Ajoutez à cela qu’il a ce don spécial d’être éloquent. Sa langue, à la bien définir, est ce qu’en littérature on appellerait une langue oratoire. Quand il improvise, cette langue n’est pas la plus belle ; quand il la châtie, elle est magnifique. Elle est prompte, soudaine, abondante et chaude. En toutes circonstances, elle est éminemment persuasive. Il frappe, il étonne, il vous repousse, il vous froisse, presque toujours il vous convainc, et, s’il y a lieu de le faire, autant que personne il vous attendrit. On se révolte devant certains tableaux de Rubens ; il en est devant lesquels on pleure, et le fait est rare dans toutes les écoles. Il a les faiblesses, les écarts et aussi la flamme communicative des grands orateurs. Il lui arrive de pérorer, de déclamer, de battre un peu l’air de ses grands bras ; mais il est des mots qu’il dit comme pas un autre. Ses idées même en général sont de celles qui ne s’expriment que par l’éloquence, le geste pathétique et le trait sonore.

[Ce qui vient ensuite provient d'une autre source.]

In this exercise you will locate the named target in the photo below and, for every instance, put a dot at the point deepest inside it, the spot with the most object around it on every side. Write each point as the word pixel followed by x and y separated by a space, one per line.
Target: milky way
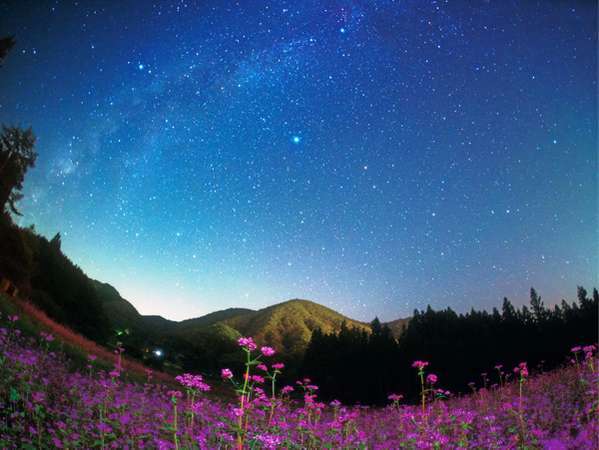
pixel 373 156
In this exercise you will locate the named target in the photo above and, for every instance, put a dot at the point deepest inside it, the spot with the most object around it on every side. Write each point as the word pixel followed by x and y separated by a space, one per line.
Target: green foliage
pixel 17 155
pixel 358 367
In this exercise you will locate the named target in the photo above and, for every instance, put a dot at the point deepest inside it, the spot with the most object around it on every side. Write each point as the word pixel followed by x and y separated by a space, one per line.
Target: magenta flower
pixel 247 343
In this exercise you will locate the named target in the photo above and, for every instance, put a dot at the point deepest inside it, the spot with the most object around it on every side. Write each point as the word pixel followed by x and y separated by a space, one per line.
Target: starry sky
pixel 373 156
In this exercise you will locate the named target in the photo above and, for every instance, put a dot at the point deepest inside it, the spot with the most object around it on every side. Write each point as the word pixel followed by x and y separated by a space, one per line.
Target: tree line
pixel 355 366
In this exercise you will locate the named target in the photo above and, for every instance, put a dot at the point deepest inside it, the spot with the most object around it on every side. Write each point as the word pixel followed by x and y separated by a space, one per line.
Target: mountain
pixel 397 326
pixel 287 326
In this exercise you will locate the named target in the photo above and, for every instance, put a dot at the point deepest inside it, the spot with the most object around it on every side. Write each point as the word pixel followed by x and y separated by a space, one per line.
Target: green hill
pixel 397 326
pixel 288 326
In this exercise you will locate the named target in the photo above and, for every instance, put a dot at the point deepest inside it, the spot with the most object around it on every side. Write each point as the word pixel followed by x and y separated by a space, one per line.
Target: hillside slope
pixel 288 326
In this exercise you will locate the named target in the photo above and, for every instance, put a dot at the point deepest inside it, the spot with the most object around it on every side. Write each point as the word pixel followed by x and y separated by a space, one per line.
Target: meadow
pixel 47 403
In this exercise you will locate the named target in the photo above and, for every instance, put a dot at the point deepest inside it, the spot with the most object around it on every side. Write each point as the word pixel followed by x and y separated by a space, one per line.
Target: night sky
pixel 372 156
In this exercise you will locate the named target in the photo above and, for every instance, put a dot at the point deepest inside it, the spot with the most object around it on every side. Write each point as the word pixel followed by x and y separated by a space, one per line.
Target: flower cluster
pixel 47 405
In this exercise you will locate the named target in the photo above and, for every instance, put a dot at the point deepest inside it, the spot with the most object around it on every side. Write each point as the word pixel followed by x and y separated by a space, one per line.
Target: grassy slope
pixel 287 326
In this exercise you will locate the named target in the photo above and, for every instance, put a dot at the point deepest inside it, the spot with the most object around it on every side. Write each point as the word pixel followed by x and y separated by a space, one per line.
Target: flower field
pixel 44 404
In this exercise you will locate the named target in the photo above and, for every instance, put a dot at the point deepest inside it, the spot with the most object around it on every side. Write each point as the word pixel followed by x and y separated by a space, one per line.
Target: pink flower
pixel 247 343
pixel 175 394
pixel 419 364
pixel 267 351
pixel 522 369
pixel 431 378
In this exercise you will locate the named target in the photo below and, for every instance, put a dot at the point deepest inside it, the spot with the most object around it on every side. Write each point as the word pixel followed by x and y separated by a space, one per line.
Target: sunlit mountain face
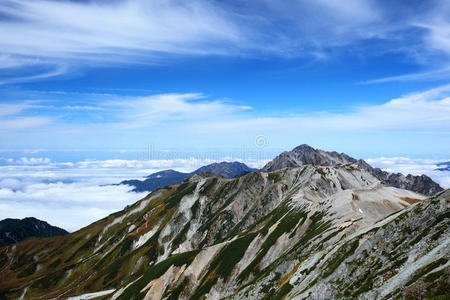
pixel 166 149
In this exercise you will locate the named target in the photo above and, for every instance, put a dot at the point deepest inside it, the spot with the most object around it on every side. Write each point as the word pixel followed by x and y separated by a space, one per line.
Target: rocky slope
pixel 307 232
pixel 16 230
pixel 305 154
pixel 443 166
pixel 170 177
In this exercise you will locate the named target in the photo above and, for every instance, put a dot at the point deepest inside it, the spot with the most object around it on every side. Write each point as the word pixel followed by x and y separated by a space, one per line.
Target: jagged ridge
pixel 208 236
pixel 305 154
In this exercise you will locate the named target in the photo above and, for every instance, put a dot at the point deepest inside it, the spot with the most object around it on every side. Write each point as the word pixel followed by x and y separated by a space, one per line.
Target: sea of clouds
pixel 74 194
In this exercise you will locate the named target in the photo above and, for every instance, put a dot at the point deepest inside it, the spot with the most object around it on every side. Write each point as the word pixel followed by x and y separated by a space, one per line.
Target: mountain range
pixel 444 166
pixel 329 231
pixel 169 177
pixel 16 230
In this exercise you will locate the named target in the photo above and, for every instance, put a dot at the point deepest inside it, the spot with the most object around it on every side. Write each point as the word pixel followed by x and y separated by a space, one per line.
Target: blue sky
pixel 106 78
pixel 95 92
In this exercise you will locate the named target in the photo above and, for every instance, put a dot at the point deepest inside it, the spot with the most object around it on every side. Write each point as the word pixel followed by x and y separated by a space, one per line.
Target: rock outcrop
pixel 306 155
pixel 16 230
pixel 311 232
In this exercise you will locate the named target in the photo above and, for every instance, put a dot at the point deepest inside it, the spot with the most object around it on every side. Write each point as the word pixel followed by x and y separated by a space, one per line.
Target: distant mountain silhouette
pixel 170 177
pixel 444 166
pixel 16 230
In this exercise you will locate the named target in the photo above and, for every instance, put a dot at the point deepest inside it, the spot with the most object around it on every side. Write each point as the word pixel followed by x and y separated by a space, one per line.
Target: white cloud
pixel 424 111
pixel 406 165
pixel 67 205
pixel 175 120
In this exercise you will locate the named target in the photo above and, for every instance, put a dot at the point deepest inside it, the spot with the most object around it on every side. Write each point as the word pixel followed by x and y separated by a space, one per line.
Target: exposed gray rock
pixel 311 232
pixel 306 155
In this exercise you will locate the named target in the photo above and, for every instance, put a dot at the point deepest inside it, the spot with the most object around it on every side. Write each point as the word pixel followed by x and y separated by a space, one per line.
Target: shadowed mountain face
pixel 311 232
pixel 306 155
pixel 169 177
pixel 16 230
pixel 444 166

Notez encore qu’il peint pour des murailles, pour des autels vus des nefs, qu’il parle par conséquent pour un vaste auditoire, qu’il doit se faire entendre de loin, frapper de loin, saisir et charmer de loin ; d’où résulte l’obligation d’insister, de grossir ses moyens, d’amplifier sa voix. Il y a pour ainsi dire des lois de perspective et d’acoustique qui président à cet art solennel, d’apparat, de grande portée.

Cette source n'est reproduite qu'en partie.